The solar minimum occurred in December 2019, which kicked off the start of a new solar cycle, known to experts at NOAA and NASA as Solar Cycle 25. We’re currently closer to the minimum, and will ramp up to the next expected maximum in July 2025.
Can I still see the Northern Lights during the solar minimum?
Luckily, there is a benefit of being closer to the solar minimum – it means that the lights can actually be more predictable. In the solar maximum, the sun is more “active”, leading to Northern Lights that are caused by solar flares and coronal mass ejections (CMEs). However, these auroras are sudden and short-lived.

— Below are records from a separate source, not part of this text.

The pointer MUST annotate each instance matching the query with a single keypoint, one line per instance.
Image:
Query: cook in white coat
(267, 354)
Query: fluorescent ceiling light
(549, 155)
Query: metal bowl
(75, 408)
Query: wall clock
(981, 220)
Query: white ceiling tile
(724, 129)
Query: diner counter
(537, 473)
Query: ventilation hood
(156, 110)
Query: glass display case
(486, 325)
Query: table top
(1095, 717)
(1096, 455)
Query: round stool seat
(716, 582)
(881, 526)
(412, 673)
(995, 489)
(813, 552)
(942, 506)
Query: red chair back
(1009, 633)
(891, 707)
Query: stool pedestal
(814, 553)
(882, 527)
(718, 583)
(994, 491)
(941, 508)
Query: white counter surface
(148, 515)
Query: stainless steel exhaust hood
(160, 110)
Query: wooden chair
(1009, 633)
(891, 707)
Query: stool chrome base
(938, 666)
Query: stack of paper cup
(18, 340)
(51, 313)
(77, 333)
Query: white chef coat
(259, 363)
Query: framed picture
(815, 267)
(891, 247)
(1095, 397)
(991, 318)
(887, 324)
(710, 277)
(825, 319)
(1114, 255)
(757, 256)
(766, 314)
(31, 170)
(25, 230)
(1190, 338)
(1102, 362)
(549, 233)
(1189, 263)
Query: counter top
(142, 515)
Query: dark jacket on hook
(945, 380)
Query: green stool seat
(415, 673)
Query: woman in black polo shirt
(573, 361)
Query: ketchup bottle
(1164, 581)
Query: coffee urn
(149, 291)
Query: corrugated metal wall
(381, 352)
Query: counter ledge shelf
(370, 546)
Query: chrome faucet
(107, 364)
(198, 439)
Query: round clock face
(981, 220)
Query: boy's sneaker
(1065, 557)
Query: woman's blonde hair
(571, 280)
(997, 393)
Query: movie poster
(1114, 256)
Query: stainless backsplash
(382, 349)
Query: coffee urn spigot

But there’s another phenomenon that causes the Northern Lights – coronal holes. Those can last for months, and, as Rodney explains: “as the sun rotates every 27 days, we can get the blast of high speed solar wind, much like someone spinning around holding a garden hose and spraying you every time they spin around. So for traveling to see the aurora, there is the added benefit of more predictability during solar minimum than during solar max. And if there was good aurora 27 days ago, then there is a good chance there will be aurora today – and then again 27 days from now.”
This means that travelers may just need to do a bit of research to optimize their chance of seeing the lights. Thankfully there are online resources where you can track auroras, like NOAA’s Space Weather Prediction Center or Europe’s Aurora Service.
How to see the Southern Lights
The Aurora Australis – or Southern Lights – are the same phenomenon on the other side of the Earth. With less landmass in the south, the Southern Lights are perhaps less talked about as they mostly occur over water, but they can be seen over parts of New Zealand, and Australia and Tasmania.
Dr. Ian Griffin, an astronomer who is the director of the Otago Museum in Dunedin, one of the southernmost cities in New Zealand, has long been tracking the lights. The “Dunedin Aurora Nowcast” site – run out of the University of Otago in partnership with the museum – helps track the auroras for when they are visible in the region. In contrast to the Northern Lights, the Aurora Australis are usually most prominent from March to September.